Hextrum, who currently is pursuing a Ph.D at Berkeley’s Graduate School of Education, knows as well as anyone the problems with the NCAA’s current student-athlete system. She has worked in the school’s Athletic Study Center as a tutor and academic advisor, and has devoted her graduate research to institutional conflicts within the student-athlete experience. She also has been a teaching assistant. Hextrum says graduate student employees are a good analogy for scholarshipped athletes.
“It’s similar to high-level athletics in that it’s this all-consuming thing,” Hextrum says. Both types of students take on required time-intensive work, to the university’s financial benefit, in order to attend school. The main difference, she says, is the level of institutional support. “I didn’t have an HR department as a student-athlete. There isn’t an infrastructure around that.“
Until August’s NLRB ruling, that infrastructure didn’t exist for graduate students at private universities either, leaving teaching and research assistants susceptible to unfair pay, inadequate healthcare, and other non-negotiable problems. The labor board had previously ruled in 2004 that graduate students can’t be considered employees because they “have a primarily educational, not economic, relationship with their university.” Granting employee status would allegedly destroy the educational relationship.
That 2004 ruling, which rejected Brown University graduate students’ appeal to unionize, is the same legal basis used in arguments against student-athletes. When Northwestern University football players explored the idea of unionizing in 2014, the school used Brown’s definition of “employee” to argue that athletes on scholarship didn’t qualify. But the NLRB’s latest decision overrules that definition, arguing, “Statutory coverage is permitted by virtue of an employment relationship; it is not [blocked] by the existence of some other, additional relationship that the Act does not reach.”
In other words, the definition of “employee” presented in that “Act”—The Fair Labor Standards Act—is prevailing. Those who perform services for universities, under contract, in return for payment—regardless of whether they’re also receiving an education—are finally earning their legal rights. And after graduate students, the next logical benefactors are student-athletes, who also sign contracts (letters of intent) to perform services (sports) in exchange for payment (scholarships and stipends).
“I think that the recent Columbia decision puts the Northwestern issue back in play if the case is brought by Northwestern again, or another private college or university,” Adam Epstein, a sports law professor at Central Michigan University, told GOOD. Last year the NLRB declined to assert jurisdiction in the Northwestern case.
Collective bargaining potentially opens up possibilities around several athlete-related issues, such as practice time, health care, and, yes, compensation. It also could stop schools from depriving educational opportunity to student-athletes.

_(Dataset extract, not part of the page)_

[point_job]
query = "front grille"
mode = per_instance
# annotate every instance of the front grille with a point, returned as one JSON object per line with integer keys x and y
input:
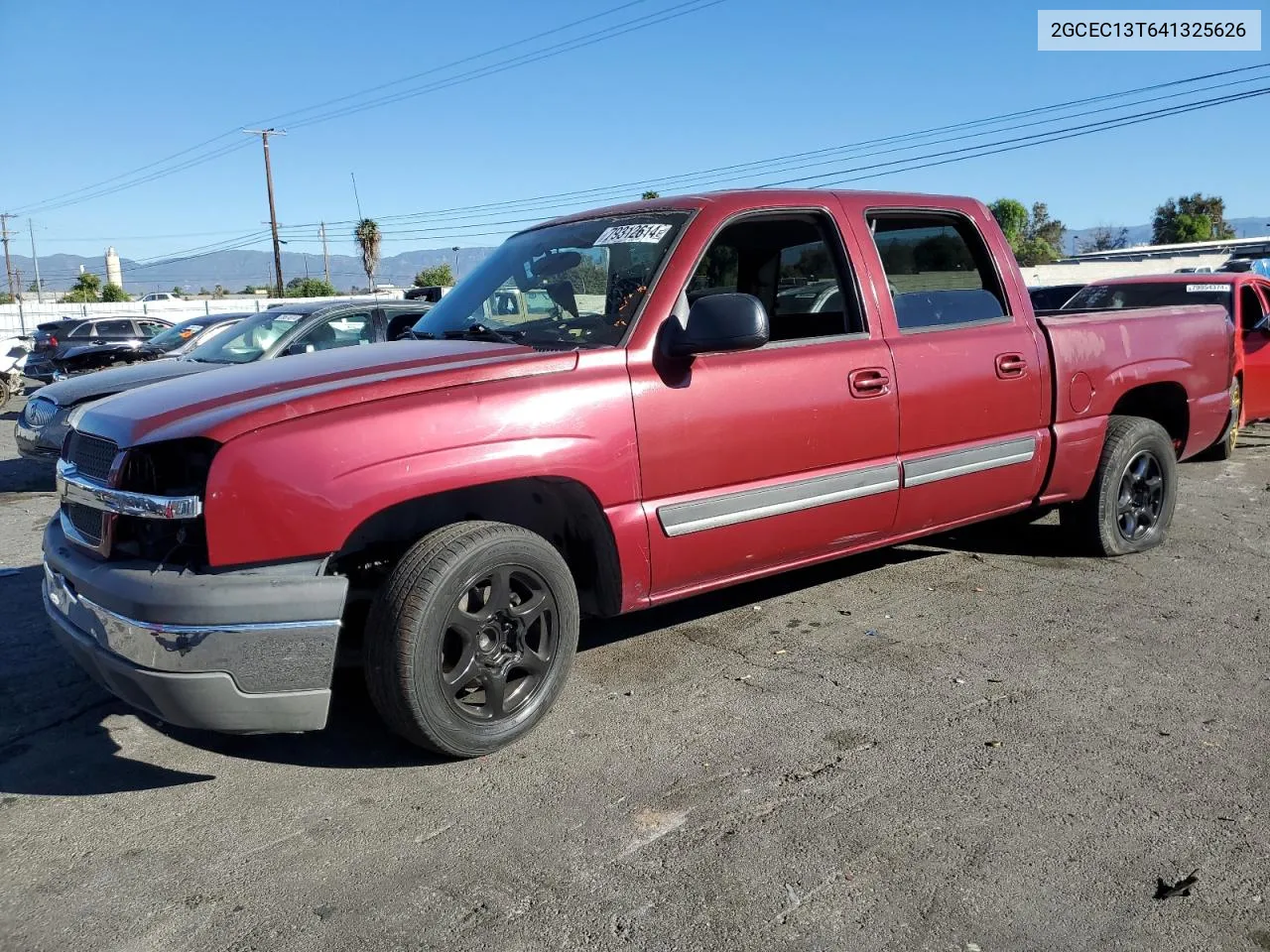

“Football affected my grades more than being a teaching assistant,” Torin Dupper, who walked onto Northwestern’s team in 2010 and 2011, tells GOOD. Dupper, who currently is working on a chemistry Ph.D at the University of California, Irvine, wasn’t at Northwestern on an athletic scholarship but still experienced the requirements and difficulty in balance associated with intercollegiate athletics. “That’s because I cared about it more, but it was about the same time [commitment].”
Similar to how teaching assistants face pressure to work outside compensated “work hours”—for example, grading student papers—Dupper says that at Northwestern, football sometimes demanded an uncomfortable amount of time, including practices and training sessions that players knew weren’t mandatory, but they couldn’t miss. “We called them ‘optionory.’”
Kyle Roskamp, another chemistry Ph.D. candidate at UC Irvine, who played football for Pomona-Pitzer, tells GOOD that “playing sports [as an undergraduate] was easily more time consuming” than TA’ing as a graduate student, although “having the opportunity to play never felt like a burden.” But even at the Division III level, Roskamp says, football “almost effectively killed any chances of doing research in the fall.”
Student-athletes-turned-graduate-students remain a privileged minority, and these constraints on academic access and success are just one part of the amateurism problem. The point is useful in this context. In determining the legal status of student employees, the NLRB has stopped arguing that campus labor inherently boosts a student’s educational experience. In turn, we should treat that labor like normal work.
Hextrum believes the time is ripe. “This movement keeps continuing for student-athletes to unionize, which it should,” she says. “And I think they will.”